-
[2026/01] Released v1.0.0-alpha.0:
-
Major updates: Refactored the code base by moving hardware-specific (multi-chip) support into plugin repositories such as TransformerEngine-FL and vllm-plugin-FL. These plugins build on top of FlagOS, a unified open-source AI system software stack. We also re-initialized the Git commit history to reduce repository size.
-
Compatibility caveats: If you are using or upgrading from a version earlier than
v1.0.0-alpha.0, please use themain-legacybranch. It will continue to receive critical bug fixes and minor updates for a period of time.
-
-
[2025/09] Released v0.9.0:
-
Training & fine-tuning: Added LoRA for efficient fine-tuning, improved the autotuner for cross-chip heterogeneous training, and enabled distributed RWKV training.
-
Inference & serving: Introduced DiffusionEngine for FLUX.1-dev, Qwen-Image, and Wan2.1-T2V, supporting multi-model automatic orchestration and dynamic scaling.
-
Embodied AI: Full lifecycle support for Robobrain, Robotics, and PI0, plus semantic retrieval for MCP-based skills for RoboOS.
-
Elasticity & fault tolerance: Detect task status automatically (errors, hangs, etc.) and periodically record them.
-
Hardware & system: Broader chip support, upgraded patch mechanism with file-level diffs, and enhanced CICD for different chips.
-
-
[2025/04] Released v0.8.0:
-
Introduced a new flexible and robust multi-backend mechanism and updated vendor adaptation methods.
-
Enabled heterogeneous prefill-decoding disaggregation across vendor chips within a single instance via FlagCX (beta).
-
Upgraded DeepSeek-V3 pre-training with the new Megatron-LM and added heterogeneous pre-training across different chips for MoE models like DeepSeek-V3.
-
-
[2025/02] Released v0.6.5:
-
Added support for DeepSeek-V3 distributed pre-training (beta) and DeepSeek-V3/R1 serving across multiple chips.
-
Introduced an auto-tuning feature for serving and a new CLI feature for one-click deployment.
-
Enhanced the CI/CD system to support more chips and integrated the workflow of FlagRelease.
-
-
[2024/11] Released v0.6.0:
-
Introduced general multi-dimensional heterogeneous parallelism and CPU-based communication between different chips.
-
Added the full support for LLaVA-OneVision, achieving SOTA results on the Infinity-MM dataset.
-
Open-sourced the optimized CFG implementation and accelerated the generation and understanding tasks for Emu3.
-
Implemented the auto-tuning feature and enhanced the CI/CD system.
-
-
[2024/4] Released v0.3:
- Achieved heterogeneous hybrid training of the Aquila2-70B-Expr model on a cluster using both NVIDIA and Iluvatar chips.
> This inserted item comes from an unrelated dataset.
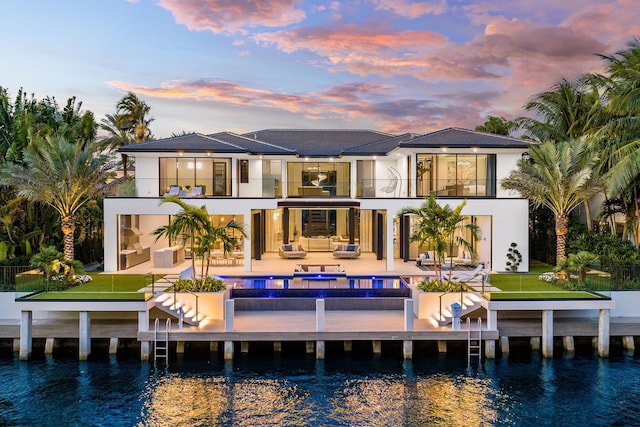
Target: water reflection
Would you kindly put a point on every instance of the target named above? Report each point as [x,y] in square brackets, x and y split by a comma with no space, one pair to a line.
[383,400]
Adapted the Aquila2 series to AI chips from six different manufacturers.
-
[2023/11] Released v0.2:
- Introduced training support for Aquila2-70B-Expr, enabling heterogeneous training across chips with the same or compatible architectures.
-
[2023/10] Released v0.1:
- Supported Aquila models with optimized training schemes for Aquila2-7B and Aquila2-34B, including parallel strategies, optimizations, and hyper-parameter settings.